Morgan lui jeta un regard confus.

« À moins que ça ne soit pour moi » dit-il, en montrant la masse, « auquel cas je te proposerais juste de retourner au lit, si c’est pareil pour toi. »

« Ah, ça », répliqua Morgan, baissant son regard dans le noir en direction de l’arme dans sa main. « Longue histoire ».

« Je suppose », dit le vieil homme avec un sourire, alors que Morgan reposait sa masse sur le lit et s’asseyait pour mettre ses bottes. « Est-ce que ça a quelque chose à faire avec le sang sur le sol juste là, et l’homme mal en point avec le visage enflé, qui est maintenu contre le mur ?

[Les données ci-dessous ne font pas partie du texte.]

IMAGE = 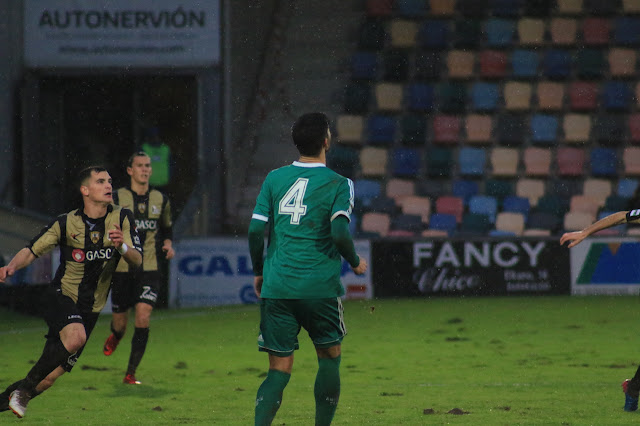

Morgan recula. « Tu savais ce qu’il s’est passé avant même de venir ici », l’accusa-t-il.

Zanadar haussa les épaules, et continua de sourire étrangement.

« Il semble si mal ? » demanda le ranger.

« Oh, il paraît tout simplement affreux, mais tu es juste responsable des bleus sur son visage. Je pense que son habitude de trop boire, et une mère affreuse à en faire peur, y sont pour le reste. »

« Et sa main ? »

« Elle va bien, juste quelques petites coupures. Tout de même, comment ça c’est arrivé ? Ces blessures bien ouvertes étaient curieusement faites, presque comme avec des dents. »

« Il a donné un coup de poing à la porte. »

« .. Et elle l’a mordu ? »

« En quelques sortes », répondit le ranger en finissant de lacer ses bottes.

« Eh bien », dit Zanadar en tenant un gant de maille, « je suis heureux de le porter. »

Morgan retira sa masse du lit, et la plaça à nouveau dans son sac. Il se leva et accrocha les sangles par-dessus son épaule. « Tout est prêt, allons y. Elandar est en bas, nous attendant, je suppose ? »

« Tu supposes bien. »

Les deux hommes sortirent de la pièce et allèrent de nouveau dans le hall. L’ivrogne était toujours étendu le long du mur, près de l’entrée de la pièce commune. Il était endormi, et respirait bruyamment pendant que sa poitrine se soulevait et retombait. Morgan ferma la porte à clef.

« J’espère qu’il n’est pas trop blessé », dit-il.

« Ne t’inquiète pas de ça, Morgan », répliqua l’homme imposant, « ça serait arrivé de toute façon vu tout le bruit qu’il faisait. »

Morgan se tourna. « Tu l’as entendu ? »

« Comment j’aurais pu ne pas ? »

« Et tu n’es pas venu pour aider ? »

Zanadar haussa les épaules. « Tu semblais avoir la situation sous contrôle. Tu n’avais pas besoin que je me mette dans le chemin. »

« Merci », répondit sèchement Morgan.